12. Which of the following statements is CORRECT?
Suppose a firm’s total assets turnover ratio falls from 1.0 to 0.9, but at the same time its profit margin rises from 9% to 10% and its debt decreases from 60% of total assets to 40%. Under these conditions, the ROE will increase.
Suppose a firm’s total assets turnover ratio falls from 1.0 to 0.9, but at the same time its profit margin rises from 9% to 10% and its debt increases from 40% of total assets to 60%. Without additional information, we cannot tell what will happen to the ROE.
The Du Pont equation provides information about how operations affect the ROE, but the equation does not include the effects of debt on the ROE.
Other things held constant, an increase in the debt ratio will result in an increase in the profit margin on sales.

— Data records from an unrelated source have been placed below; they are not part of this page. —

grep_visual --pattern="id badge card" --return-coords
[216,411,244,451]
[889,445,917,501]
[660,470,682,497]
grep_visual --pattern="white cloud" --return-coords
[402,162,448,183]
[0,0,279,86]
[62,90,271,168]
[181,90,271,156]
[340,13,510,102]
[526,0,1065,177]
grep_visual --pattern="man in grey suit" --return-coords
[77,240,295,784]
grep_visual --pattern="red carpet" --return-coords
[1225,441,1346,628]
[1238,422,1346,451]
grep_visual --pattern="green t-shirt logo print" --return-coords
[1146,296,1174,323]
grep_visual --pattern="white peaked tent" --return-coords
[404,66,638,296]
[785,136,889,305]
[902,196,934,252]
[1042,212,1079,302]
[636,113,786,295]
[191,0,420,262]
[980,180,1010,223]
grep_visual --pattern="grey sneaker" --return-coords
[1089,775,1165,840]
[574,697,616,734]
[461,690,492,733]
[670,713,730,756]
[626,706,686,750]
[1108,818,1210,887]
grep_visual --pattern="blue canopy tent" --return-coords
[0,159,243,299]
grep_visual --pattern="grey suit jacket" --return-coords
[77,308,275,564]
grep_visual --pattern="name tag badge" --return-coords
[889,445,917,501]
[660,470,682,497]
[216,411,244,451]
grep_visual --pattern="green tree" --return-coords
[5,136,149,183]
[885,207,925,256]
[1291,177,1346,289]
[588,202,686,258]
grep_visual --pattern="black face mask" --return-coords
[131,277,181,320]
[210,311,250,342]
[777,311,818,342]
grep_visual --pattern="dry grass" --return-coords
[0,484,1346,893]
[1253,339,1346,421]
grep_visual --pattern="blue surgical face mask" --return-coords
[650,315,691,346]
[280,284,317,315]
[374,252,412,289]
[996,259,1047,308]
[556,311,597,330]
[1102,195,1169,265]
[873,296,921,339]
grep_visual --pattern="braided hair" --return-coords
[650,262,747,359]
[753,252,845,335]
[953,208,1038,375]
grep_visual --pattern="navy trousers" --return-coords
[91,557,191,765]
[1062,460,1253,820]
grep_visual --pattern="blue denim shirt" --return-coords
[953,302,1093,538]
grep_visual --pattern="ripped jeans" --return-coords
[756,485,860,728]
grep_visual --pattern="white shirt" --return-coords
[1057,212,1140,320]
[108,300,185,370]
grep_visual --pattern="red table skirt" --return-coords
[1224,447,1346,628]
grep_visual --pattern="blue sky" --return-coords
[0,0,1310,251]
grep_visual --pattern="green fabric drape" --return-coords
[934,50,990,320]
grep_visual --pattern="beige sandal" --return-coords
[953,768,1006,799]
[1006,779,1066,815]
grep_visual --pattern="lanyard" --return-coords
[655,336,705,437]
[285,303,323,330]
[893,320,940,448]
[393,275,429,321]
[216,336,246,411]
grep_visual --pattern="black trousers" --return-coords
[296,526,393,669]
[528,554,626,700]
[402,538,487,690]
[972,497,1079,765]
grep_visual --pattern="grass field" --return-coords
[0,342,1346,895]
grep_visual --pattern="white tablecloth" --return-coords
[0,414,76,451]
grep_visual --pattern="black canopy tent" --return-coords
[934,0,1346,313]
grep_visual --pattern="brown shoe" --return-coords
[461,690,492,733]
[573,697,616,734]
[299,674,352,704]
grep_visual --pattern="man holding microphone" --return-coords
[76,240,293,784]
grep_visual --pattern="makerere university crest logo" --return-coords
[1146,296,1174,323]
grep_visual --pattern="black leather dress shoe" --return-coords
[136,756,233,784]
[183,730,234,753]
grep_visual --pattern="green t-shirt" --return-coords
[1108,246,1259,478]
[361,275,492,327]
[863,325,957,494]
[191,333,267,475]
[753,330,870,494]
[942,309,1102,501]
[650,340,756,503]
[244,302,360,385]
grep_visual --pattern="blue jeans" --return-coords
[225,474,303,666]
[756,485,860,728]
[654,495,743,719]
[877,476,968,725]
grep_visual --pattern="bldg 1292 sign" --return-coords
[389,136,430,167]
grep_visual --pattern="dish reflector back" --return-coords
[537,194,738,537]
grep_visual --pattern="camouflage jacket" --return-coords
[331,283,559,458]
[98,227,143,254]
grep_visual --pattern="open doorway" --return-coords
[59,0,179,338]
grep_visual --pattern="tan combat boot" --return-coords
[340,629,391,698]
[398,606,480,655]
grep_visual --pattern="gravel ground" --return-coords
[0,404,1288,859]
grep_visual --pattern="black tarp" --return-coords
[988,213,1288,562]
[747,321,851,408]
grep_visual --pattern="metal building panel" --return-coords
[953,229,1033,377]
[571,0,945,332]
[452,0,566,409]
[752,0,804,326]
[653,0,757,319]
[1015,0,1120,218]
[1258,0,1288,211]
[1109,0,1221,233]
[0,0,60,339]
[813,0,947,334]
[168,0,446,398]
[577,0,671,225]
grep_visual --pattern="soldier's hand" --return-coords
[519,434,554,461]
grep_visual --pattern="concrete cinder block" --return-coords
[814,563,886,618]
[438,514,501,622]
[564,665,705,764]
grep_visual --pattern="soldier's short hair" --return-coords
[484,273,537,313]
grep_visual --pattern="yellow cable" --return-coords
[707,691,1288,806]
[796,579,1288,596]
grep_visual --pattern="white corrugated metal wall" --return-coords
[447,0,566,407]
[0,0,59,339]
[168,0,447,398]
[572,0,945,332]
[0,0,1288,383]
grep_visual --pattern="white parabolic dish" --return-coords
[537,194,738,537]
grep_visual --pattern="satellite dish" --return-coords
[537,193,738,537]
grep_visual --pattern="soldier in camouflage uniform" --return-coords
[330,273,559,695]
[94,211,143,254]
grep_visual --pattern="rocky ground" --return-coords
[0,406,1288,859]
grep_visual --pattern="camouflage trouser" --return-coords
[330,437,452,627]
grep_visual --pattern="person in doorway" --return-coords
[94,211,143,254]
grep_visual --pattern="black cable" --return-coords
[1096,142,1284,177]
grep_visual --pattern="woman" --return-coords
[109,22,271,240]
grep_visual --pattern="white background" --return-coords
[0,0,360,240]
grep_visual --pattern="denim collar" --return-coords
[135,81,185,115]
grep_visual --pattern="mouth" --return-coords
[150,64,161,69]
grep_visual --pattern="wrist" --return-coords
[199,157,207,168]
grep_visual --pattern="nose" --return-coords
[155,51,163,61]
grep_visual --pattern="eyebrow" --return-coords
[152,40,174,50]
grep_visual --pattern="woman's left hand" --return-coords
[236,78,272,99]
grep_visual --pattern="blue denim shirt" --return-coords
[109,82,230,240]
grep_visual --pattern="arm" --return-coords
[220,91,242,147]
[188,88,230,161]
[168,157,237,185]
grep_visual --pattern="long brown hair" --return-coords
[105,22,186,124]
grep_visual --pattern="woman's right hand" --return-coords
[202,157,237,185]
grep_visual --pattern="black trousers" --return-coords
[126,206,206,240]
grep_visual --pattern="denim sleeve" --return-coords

Suppose a firm’s total assets turnover ratio falls from 1.0 to 0.9, but at the same time its profit margin rises from 9% to 10%, and its debt decreases from 60% of total assets to 40%. Under these conditions, the ROE will decrease.
13. Walter Medical Industries’ current ratio is 0.8. Considered alone, which of the following actions would decrease the company’s current ratio?
Borrow using long-term notes payable and use the cash to increase inventories.
Use cash to reduce accounts payable.
Use cash to purchase inventory.
Collection of accounts receivable.
Explanation / Answer
5) option:- b The higher the CCC used to calculate it, the lower the calculated NPV will be
Analysis:- Since in NPV approach companies cost of captial is used as discount rate to caluclate NPV. So it implies that higher the compnies cost of captial lower the caluclated NPV is.
6) option:- b One drawback of the payback criterion for evaluating projects is that this method does not properly account for the time value of money
Analysis:- A project with one cash outflow and series of inflows generally a project with low pay back period is considered because this will reduce uncertainity about future outcome. The major limitation is it considers the return which occcured in future years is same as the return which occured in present years.
7) option:- a The project’s IRR is unaffected by changes in the CCC
Analysis:- Since in NPV approach companies cost of captial is used as discount rate to caluclate NPV. IRR is the interest rate at which the net present value of all the cash flows from a project or investment equal zero.IRR is used to evaluate the attractiveness of a project or investment. So both are not related. so project IRR is unaffected by changes in CCC.
8) option:- a The NPV method assumes that cash flows will be reinvested at the CCC, while the IRR method assumes reinvestment at the IRR.
9) option:- e Borrow using long-term notes payable and then use some of the proceeds to purchase additional inventory and hold the remainder as cash.
Analysis:- Current ratio is current assets/current liabilities. So current ratio will be increased if currents assets alone increased. So by increasing inventory and cash which are current assets automatically current ratio will be increased.
10) option:- d Its return on assets must be above the industry average.
Analysis:- ROE formulae is net income/shareholders equity. Since ROE is above industry average implies that it return on assets must above industry average
12) option:- a
Suppose a firm’s total assets turnover ratio falls from 1.0 to 0.9, but at the same time its profit margin rises from 9% to 10% and its debt decreases from 60% of total assets to 40%. Under these conditions, the ROE will increase.
Analysis:-ROE is net income/share holders equity. Since in this case profit margin rises implies increase in denominator and also increase in shareholders equityby 20% because debt decreases. This will increase the ROE.
13) option:- d Collection of accounts receivable.
Analysis:- This also will not affect current ratio because there is an increase in cash and decrease in accounts receivable. However if there is a defecit collection then accountant will increase doubtful debt allowance. so this will makes reduction of current ratio.